Discovery & Translational
Serves as initial consultation contact for new projects. Maintains and grows customer base, and builds loyal relationships with customers.
Assumes independent, professional responsibility for all phases of a project request from beginning through completion, with minimal supervision as needed.
Manages multiple projects.
Documents projects in sufficient detail for reproducibility.
Manufacturing & Toxicology
Serves as initial consultation contact for new projects. Maintains and grows customer base, and builds loyal relationships with customers.
Assumes independents, professional responsibility for all phases of a project request from beginning through completion, with minimal supervision as needed.
Manages multiple projects.
Documents projects in sufficient detail for reproducibility, including entry in project tracking systems and placement into shared repositories.
Medical Affairs
Provides statistical support to Medical Affairs studies and assumes responsibilities for planning, design and analysis of randomized clinical trials, observational studies and/or patient registries for post marketing commitments/requirements and reporting related activities. Applies sound statistical thinking and computational abilities in support of Medical Affairs goals & objectives.

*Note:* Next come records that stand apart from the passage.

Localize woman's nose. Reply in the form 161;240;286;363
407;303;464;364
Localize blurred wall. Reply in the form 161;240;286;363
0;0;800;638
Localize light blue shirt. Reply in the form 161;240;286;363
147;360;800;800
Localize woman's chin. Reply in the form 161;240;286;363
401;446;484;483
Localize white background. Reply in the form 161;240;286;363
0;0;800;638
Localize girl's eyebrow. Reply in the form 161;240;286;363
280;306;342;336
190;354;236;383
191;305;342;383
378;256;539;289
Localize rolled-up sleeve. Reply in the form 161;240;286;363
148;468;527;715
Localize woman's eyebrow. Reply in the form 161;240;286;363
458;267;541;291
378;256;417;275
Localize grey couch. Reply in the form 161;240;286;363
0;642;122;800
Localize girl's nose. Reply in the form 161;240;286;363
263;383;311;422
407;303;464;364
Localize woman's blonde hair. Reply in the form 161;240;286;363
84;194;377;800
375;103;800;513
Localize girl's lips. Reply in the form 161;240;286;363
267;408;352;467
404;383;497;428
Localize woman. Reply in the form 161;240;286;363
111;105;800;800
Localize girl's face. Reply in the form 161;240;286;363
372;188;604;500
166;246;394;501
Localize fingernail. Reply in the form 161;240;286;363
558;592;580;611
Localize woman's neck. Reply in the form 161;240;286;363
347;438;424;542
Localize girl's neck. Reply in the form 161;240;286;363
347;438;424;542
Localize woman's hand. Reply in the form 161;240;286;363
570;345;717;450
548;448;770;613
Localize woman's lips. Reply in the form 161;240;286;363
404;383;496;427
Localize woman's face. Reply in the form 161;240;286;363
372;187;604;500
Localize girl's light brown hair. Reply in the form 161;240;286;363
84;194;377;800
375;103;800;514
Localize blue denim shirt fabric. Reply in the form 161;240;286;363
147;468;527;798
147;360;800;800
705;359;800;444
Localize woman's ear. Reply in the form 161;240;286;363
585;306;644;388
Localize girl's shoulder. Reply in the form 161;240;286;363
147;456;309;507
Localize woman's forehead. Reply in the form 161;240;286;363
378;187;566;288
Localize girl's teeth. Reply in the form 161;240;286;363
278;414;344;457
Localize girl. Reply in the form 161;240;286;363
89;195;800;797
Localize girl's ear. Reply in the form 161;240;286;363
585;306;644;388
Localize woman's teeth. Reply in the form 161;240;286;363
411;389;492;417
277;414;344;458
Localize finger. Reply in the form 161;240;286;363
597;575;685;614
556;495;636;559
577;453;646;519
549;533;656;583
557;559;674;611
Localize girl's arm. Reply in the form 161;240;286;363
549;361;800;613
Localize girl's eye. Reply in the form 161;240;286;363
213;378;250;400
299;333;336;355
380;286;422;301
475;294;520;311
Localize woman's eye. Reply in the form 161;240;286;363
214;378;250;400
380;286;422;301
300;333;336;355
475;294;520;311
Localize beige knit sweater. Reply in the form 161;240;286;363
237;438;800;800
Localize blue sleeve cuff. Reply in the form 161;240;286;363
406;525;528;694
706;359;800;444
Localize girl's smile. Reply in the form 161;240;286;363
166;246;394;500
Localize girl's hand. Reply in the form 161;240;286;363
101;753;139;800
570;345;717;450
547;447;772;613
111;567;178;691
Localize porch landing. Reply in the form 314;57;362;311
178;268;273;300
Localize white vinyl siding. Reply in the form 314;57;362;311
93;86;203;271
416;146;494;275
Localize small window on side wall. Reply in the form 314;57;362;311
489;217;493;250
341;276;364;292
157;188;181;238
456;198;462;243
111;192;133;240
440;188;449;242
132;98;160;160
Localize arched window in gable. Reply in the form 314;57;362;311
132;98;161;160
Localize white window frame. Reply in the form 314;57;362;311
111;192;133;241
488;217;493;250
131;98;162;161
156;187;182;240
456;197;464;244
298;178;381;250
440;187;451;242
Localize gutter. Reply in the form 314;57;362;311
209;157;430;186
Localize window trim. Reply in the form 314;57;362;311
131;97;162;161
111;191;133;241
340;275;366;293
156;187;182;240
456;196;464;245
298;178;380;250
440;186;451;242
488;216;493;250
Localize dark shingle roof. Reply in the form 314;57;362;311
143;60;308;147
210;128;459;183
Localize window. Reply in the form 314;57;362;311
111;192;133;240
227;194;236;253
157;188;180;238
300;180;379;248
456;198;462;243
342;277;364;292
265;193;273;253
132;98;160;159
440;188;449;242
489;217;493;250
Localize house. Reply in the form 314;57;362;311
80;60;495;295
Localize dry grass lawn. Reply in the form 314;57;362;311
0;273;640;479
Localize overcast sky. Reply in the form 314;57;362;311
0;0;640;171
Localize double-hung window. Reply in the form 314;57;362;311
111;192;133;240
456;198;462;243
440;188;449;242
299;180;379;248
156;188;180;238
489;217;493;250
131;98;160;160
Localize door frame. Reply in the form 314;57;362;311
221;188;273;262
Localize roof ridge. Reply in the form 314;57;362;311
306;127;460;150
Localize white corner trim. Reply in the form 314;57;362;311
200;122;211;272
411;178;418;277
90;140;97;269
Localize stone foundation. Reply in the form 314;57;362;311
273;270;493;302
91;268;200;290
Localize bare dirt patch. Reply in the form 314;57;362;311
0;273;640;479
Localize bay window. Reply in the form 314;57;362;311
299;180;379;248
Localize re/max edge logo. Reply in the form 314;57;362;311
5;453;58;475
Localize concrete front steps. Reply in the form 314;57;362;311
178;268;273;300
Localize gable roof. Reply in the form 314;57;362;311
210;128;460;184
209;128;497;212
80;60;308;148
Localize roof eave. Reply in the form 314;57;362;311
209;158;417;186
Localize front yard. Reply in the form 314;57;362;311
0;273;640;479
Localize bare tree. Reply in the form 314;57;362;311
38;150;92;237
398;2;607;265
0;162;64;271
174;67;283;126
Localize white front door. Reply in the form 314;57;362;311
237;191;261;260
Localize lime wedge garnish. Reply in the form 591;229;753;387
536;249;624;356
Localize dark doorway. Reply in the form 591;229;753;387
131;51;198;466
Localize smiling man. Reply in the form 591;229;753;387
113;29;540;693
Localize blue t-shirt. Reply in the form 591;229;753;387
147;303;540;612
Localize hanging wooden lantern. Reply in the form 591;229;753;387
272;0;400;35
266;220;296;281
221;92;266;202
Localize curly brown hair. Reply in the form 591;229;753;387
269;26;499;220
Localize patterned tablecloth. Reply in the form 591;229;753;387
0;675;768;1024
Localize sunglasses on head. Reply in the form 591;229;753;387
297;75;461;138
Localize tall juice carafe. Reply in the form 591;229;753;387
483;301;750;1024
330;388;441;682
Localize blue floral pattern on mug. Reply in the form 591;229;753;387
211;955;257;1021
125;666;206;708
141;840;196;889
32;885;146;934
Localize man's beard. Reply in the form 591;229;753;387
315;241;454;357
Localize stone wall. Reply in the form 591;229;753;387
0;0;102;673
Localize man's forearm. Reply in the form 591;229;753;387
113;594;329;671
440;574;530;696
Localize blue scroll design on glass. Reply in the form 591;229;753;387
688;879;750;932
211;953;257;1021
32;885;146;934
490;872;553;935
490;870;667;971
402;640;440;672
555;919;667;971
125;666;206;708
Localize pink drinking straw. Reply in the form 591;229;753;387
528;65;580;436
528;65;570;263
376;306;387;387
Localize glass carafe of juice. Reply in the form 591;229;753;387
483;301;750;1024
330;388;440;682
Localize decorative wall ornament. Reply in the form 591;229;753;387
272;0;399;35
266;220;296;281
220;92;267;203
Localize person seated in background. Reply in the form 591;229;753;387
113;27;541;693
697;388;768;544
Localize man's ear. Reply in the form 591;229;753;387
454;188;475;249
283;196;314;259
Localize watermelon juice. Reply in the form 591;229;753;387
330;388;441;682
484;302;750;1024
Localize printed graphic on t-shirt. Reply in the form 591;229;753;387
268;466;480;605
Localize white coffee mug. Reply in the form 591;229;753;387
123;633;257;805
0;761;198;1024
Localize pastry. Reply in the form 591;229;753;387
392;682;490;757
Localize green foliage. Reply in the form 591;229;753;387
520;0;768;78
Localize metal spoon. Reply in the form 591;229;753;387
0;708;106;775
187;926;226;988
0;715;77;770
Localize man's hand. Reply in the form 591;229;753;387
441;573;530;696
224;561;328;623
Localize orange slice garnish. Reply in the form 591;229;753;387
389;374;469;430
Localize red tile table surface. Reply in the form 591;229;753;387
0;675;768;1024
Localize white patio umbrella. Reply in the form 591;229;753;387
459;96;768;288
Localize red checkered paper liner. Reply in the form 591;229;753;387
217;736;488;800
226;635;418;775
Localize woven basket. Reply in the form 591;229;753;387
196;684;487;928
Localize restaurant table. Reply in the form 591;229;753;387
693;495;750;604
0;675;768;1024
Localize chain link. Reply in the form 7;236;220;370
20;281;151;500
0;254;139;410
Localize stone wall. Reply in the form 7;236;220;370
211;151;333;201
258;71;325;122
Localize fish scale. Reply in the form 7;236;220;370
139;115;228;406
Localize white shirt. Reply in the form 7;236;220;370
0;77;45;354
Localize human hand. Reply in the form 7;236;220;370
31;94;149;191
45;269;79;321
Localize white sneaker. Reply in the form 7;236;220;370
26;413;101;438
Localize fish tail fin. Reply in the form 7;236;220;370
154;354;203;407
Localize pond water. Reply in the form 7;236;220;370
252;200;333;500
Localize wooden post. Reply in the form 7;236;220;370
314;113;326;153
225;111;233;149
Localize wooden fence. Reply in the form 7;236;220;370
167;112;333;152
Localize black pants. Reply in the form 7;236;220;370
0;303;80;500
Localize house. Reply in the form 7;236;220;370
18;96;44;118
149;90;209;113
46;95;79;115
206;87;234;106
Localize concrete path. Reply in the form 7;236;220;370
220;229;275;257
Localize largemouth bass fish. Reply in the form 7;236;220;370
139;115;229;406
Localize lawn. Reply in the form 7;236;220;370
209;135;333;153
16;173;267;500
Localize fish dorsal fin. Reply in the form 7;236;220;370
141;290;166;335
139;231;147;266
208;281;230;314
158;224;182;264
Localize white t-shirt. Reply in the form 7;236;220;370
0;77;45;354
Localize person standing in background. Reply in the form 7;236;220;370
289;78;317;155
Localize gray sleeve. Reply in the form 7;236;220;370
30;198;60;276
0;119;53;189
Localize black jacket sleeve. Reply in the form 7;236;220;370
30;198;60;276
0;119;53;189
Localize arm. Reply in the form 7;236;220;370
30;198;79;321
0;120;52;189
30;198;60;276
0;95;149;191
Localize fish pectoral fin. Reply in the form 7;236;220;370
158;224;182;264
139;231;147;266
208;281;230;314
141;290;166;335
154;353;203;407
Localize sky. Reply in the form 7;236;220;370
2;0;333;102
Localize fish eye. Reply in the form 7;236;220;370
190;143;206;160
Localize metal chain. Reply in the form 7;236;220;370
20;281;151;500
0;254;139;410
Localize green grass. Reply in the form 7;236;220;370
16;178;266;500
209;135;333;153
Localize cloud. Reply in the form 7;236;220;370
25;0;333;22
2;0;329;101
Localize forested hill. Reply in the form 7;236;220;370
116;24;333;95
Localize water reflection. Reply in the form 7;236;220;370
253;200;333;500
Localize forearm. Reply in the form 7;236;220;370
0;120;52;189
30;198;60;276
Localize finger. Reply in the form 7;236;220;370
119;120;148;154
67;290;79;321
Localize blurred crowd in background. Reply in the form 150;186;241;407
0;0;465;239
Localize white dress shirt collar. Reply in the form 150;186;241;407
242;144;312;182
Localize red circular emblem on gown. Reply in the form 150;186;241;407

Contributes in the planning, design, conduct and analysis for clinical trials, observational studies and other types of clinical research projects including but not limited to post-hoc analyses, investigator initiated studies, publications, and HECOR/Epidemiology/Market Access support; Develops statistical analysis plans (SAPs) and data presentation specifications (DPSs); Provides statistical support for all LCM/regulatory-submission related activities; Interacts with other Medical Affairs functional groups (e.g., HECOR/Epidemiology, Market Access and publication teams); in close partnership with statistical lead, interacts with outside investigators (KOLs and vendors) in the preparation of scientific presentations and manuscripts and pursues implementation of robust statistical analyses in support of business-critical evidence generation; Explores and implements innovative statistical methods.?
Interfaces
Internal: Statistics & Decision Sciences, Clinical Pharmacology & Pharmacometrics, Clinical Teams (or Equivalent) and associated working groups, Statistical Programming, Data Management, Medical Writing, Leaders and Scientists within Therapeutic and Functional Areas, R&D Operations, Medical Affairs, Manufacturing, Safety, Regulatory Affairs, Quality, Human Resources, Information Technology, Finance.
External: Contracted Partners, Academia, Professional Societies, Private and Public Consortia.
Education and Experience Requirements
Ph.D. in Statistics or related field with minimum 0-2 years relevant experience, or Master’s in Statistics or related field with commensurate years of relevant experience.
Basic knowledge of SAS or R programming.
Good written, oral, and interpersonal communication skills.